Est-ce parce qu’il s’agit d’un opéra de
jeunesse, le douzième parmi une production qui en compte,
parait-il, plus de cent ? Le compositeur avait tout de même
41 ans et un sacré métier quand il le présenta
pour la première fois au Théâtre Archiducal de
Mantoue. Il Teuzzone n’a pas à rougir de ses glorieux cadets : Orlando furioso, L’Olimpiade, Farnace.
On y retrouve la même jubilation vocale, la même
imagination mélodique, une théâtralité plus
évidente que d’autres fois et quelques bonnes trouvailles
instrumentales.
Est-ce parce que le sujet prête à sourire ? Le livret
de Zeno, revu et corrigé par l’auteur lui-même,
sacrifie au goût de l’époque pour les chinoiseries
en portant l’action du côté de la Cité
Interdite et en baptisant les personnages de noms exotiques :
Zediana, Zelinda, Troncone… Son exotisme consiste aussi à
présenter des pratiques inconnues à l’époque
en Europe : la polygamie, les sacrifices humains, le culte du dieu
Amida… Pour le reste, il n’est ni plus ni moins
alambiqué que les autres livrets d’opera seria. Il brasse
comme à l’habitude des reines, des princes et des
généraux autour de questions d’amour et de pouvoir.
Devenue veuve, l’impératrice de Chine Zedania –
mélange chop suey de Phèdre et Sémiramide –
veut conserver la couronne et épouser l’héritier du
trône, son beau-fils Teuzzone, pour lequel elle nourrit une
passion secrète. A priori, les deux desseins ne seraient pas
incompatibles - au contraire - si le jeune homme n’en
pinçait pour la princesse Zelinda. Deux anciens
prétendants, le général Sivenio et le premier
ministre Cino, vont alors se charger de faire des nœuds dans
l’intrigue au point qu’on a vite fait d’en perdre le
fil. L’arrivée inopinée du père de Zelinda,
le général Argonte, apporte à l’histoire
l’heureuse conclusion qu’impose l’usage.
A priori donc rien dans le livret, comme dans la partition, ne justifie
une mise à l’écart. Un concours de circonstances
rend sans doute l’enregistrement de Sandro Volta unique et par
conséquent incontournable pour qui veut découvrir
l’œuvre. Il faut tout de même un certain courage pour
se lancer dans l’aventure car le parcours s’avère
rocailleux. Rude même si l’on songe au tapis orchestral. Il
n’est pas ici sol touffu qui porte la marche autant qu’il
l’accompagne mais verdeur plutôt que verdure, terre
asséchée aux pierres coupantes et carrément chemin
de croix quand il s’agit des cuivres et des bois censés
donner une allure martiale à « Di trombe
guerriere ».
Vocalement, on n’est pas plus à la fête ; on
atteint même des pics d’aigreur. Et quand les timbres
donnent moins à souffrir, c’est la technique qui blesse.

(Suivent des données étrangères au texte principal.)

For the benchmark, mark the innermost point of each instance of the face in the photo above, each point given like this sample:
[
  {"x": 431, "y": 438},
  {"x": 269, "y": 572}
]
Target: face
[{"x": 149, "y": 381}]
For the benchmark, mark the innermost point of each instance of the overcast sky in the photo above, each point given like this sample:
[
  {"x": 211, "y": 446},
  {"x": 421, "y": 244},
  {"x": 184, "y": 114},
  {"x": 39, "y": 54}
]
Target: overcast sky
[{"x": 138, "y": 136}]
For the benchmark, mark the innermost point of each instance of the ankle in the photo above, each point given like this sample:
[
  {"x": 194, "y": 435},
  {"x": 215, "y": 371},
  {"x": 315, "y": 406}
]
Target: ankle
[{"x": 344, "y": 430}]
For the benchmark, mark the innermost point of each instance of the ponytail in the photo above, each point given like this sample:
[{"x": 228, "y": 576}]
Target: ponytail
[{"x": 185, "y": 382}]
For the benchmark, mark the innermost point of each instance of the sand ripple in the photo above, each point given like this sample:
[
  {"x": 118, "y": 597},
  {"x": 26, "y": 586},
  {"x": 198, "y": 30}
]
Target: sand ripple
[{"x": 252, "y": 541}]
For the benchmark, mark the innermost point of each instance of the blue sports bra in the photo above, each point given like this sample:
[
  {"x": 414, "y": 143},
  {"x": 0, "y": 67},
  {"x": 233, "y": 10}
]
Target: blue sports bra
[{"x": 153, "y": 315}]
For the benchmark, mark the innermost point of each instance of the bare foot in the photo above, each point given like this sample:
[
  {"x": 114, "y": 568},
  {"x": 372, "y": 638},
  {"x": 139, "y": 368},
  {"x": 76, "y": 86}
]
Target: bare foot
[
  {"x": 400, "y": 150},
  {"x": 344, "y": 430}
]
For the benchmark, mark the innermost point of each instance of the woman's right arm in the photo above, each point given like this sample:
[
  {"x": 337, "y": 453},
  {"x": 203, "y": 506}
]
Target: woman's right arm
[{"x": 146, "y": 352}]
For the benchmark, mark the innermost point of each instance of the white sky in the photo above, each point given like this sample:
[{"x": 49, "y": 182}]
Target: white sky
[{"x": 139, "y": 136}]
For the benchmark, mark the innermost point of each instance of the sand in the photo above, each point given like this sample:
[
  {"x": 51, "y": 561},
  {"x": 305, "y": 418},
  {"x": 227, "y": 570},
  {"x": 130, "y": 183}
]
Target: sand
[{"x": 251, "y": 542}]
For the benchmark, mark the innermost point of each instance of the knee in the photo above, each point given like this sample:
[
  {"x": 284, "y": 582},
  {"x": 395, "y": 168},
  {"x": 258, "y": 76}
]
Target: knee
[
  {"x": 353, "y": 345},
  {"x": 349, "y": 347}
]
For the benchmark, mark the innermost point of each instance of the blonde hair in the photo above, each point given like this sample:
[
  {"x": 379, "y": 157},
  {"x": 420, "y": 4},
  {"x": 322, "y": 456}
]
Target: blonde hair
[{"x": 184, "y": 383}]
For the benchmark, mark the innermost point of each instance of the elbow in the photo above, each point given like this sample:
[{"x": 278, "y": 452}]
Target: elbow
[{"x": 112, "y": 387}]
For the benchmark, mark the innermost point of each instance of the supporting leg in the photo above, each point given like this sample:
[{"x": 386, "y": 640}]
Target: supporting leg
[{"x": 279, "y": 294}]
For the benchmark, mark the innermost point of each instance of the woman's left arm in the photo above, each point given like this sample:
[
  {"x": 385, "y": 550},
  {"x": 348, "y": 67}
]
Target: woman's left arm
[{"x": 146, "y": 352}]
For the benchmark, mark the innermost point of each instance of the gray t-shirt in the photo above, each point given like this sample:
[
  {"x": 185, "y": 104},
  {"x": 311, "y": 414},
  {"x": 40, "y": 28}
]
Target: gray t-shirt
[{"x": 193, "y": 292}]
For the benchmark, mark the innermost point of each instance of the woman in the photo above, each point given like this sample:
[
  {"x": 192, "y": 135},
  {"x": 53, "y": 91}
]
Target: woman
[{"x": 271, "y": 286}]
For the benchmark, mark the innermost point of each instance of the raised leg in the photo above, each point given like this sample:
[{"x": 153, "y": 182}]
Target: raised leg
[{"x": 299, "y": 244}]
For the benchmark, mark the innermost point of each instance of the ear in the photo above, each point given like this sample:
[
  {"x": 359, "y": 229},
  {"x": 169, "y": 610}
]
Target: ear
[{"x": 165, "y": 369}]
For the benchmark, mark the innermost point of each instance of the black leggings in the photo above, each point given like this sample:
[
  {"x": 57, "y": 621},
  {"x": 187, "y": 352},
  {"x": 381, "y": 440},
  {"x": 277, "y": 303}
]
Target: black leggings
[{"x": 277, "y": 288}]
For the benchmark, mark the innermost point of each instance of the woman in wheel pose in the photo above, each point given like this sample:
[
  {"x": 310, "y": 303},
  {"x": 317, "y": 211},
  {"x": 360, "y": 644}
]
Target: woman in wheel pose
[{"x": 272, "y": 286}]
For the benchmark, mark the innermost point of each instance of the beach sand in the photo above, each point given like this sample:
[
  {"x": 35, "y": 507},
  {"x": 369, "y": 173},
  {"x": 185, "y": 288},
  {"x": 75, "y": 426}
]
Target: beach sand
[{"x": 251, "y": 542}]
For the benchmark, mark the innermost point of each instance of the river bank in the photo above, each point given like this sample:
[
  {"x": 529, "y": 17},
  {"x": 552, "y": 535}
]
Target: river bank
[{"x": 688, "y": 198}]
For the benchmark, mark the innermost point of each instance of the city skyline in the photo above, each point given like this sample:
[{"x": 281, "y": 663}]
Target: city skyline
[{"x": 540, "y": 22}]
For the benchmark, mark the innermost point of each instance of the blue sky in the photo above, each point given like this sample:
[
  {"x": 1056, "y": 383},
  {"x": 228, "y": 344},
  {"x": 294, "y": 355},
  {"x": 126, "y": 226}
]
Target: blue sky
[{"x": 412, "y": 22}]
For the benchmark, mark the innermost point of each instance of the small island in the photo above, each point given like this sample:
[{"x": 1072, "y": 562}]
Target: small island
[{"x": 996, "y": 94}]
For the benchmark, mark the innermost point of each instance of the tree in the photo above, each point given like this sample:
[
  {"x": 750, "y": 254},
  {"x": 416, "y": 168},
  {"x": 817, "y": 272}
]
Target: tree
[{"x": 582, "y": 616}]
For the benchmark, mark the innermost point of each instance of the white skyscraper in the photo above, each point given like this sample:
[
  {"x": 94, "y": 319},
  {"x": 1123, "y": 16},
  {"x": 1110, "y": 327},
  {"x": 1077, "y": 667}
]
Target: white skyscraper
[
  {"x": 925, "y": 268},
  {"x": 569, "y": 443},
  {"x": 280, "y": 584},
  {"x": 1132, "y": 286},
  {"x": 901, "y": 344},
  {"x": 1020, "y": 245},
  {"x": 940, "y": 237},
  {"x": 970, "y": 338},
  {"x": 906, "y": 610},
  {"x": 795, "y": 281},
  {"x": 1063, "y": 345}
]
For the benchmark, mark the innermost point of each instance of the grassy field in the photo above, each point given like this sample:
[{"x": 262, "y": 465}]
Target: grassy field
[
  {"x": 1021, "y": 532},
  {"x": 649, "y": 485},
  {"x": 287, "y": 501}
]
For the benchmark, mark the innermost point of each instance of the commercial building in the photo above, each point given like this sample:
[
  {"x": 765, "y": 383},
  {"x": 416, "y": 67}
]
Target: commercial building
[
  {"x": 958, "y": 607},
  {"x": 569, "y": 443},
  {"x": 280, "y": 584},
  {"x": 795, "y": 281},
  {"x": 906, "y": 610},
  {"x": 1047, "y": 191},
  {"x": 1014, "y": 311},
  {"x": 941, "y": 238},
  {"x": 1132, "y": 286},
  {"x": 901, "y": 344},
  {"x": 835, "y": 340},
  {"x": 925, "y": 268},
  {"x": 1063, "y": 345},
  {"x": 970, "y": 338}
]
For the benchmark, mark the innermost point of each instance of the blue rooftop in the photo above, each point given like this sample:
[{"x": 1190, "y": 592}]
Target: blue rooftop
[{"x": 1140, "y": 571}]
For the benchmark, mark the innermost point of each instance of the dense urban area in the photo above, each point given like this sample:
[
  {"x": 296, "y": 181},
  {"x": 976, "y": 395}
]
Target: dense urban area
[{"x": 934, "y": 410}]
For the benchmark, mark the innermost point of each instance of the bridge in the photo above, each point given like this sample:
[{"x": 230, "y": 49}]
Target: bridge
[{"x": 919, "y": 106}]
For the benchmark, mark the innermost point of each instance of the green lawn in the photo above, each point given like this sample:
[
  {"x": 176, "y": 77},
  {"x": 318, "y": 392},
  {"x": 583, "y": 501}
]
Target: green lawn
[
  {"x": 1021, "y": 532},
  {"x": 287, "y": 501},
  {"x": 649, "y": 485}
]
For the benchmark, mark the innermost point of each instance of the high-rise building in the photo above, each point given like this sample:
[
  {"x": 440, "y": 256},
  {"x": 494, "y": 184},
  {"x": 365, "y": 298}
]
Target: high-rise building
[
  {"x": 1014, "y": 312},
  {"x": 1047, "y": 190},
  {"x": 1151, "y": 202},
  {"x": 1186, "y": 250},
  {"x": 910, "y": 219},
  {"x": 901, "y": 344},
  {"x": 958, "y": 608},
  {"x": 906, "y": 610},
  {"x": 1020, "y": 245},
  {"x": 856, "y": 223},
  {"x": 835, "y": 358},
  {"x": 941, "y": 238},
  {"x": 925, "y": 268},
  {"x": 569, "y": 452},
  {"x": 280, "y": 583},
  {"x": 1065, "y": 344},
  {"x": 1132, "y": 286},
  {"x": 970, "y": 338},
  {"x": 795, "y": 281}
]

On n’en dira pas plus. On préfèrera
s’attarder sur Marcello Lippi
dont le Sivenio aux sonorités musclées fait l’effet
d’un baume. La partition heureusement ne le néglige pas.
Le ton affirmé, la parole déliée, la ligne souple
et expressive rendent chacune de ses interventions appréciables.
Son morceau de bravoure avec un basson pour seul accompagnement est un
moment de bonheur qui console de bien des peines.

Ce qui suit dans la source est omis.